Sí, ésta también es una vida nueva”. 

Después abrió otro huevo donde había 
una piedra cubierta de musgo. 
Y explicó que el musgo también era 
una muestra de vida. 

A continuación abrió el cuarto huevo. 
Su respiración se hizo entrecortada 
¡El huevo estaba vacío! 
“Seguramente debe ser de Jeremías”, pensó. 
“No habrá entendido mis instrucciones. 
Si no me hubiera olvidado de telefonear 
a sus padres…” 
Y como no quería que Jeremías se sintiera mal, 
lentamente puso el huevo a un lado y tomó otro. 

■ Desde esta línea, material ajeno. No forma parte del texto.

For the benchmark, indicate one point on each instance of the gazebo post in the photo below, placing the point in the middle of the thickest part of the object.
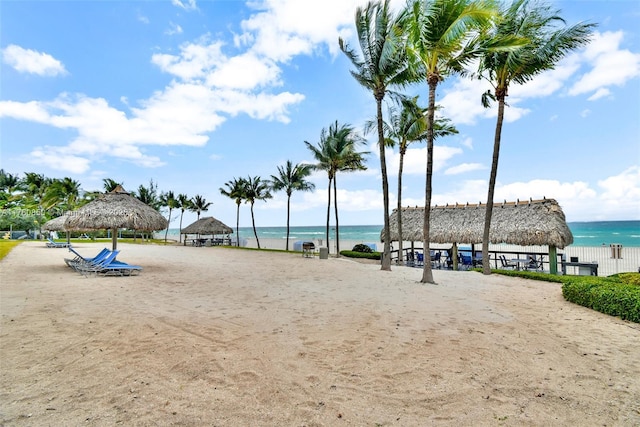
(553, 260)
(454, 255)
(114, 238)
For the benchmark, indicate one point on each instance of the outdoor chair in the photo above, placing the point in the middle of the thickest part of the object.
(79, 258)
(507, 264)
(534, 263)
(53, 244)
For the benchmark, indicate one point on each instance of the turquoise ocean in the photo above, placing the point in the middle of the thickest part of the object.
(596, 233)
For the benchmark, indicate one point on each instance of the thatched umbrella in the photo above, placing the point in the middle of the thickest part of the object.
(57, 224)
(115, 210)
(207, 225)
(524, 223)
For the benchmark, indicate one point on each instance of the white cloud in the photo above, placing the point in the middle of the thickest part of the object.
(31, 61)
(185, 4)
(173, 29)
(464, 168)
(611, 66)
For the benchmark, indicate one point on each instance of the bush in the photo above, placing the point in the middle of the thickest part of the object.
(609, 295)
(365, 255)
(360, 247)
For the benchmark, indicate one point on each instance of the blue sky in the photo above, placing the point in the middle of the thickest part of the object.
(194, 93)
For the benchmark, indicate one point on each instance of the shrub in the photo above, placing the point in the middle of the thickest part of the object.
(609, 295)
(365, 255)
(360, 247)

Repentinamente Jeremías le dijo: 
“Señorita, ¿no va a hablar acerca del huevo 
que yo traje?”  Nerviosa, le contestó: 
“Pero Jeremías, el huevo está vacío”. 
Y él, mirándole a los ojos le dijo suavemente: 
“Sí, pero también la tumba de Jesús estaba vacía”. 
Pareció que el tiempo se detenía. 
Y cuando pudo hablar nuevamente, 
la maestra le preguntó: 
“¿Sabes por qué la tumba estaba vacía” 
“Oh, sí”, dijo Jeremías. 
“A Jesús lo mataron y lo pusieron allí. 
Pero Su Padre lo resucitó”. 

Sonó la campana, y mientras los niños 
corrían hacia fuera, la maestra se puso 
a llorar, y el hielo de su corazón se derritió. 

Jeremías murió tres meses después. 
Y los que concurrieron a su velatorio 
se sorprendieron al ver 19 huevos 
sobre su ataúd, y todos estaban vacíos.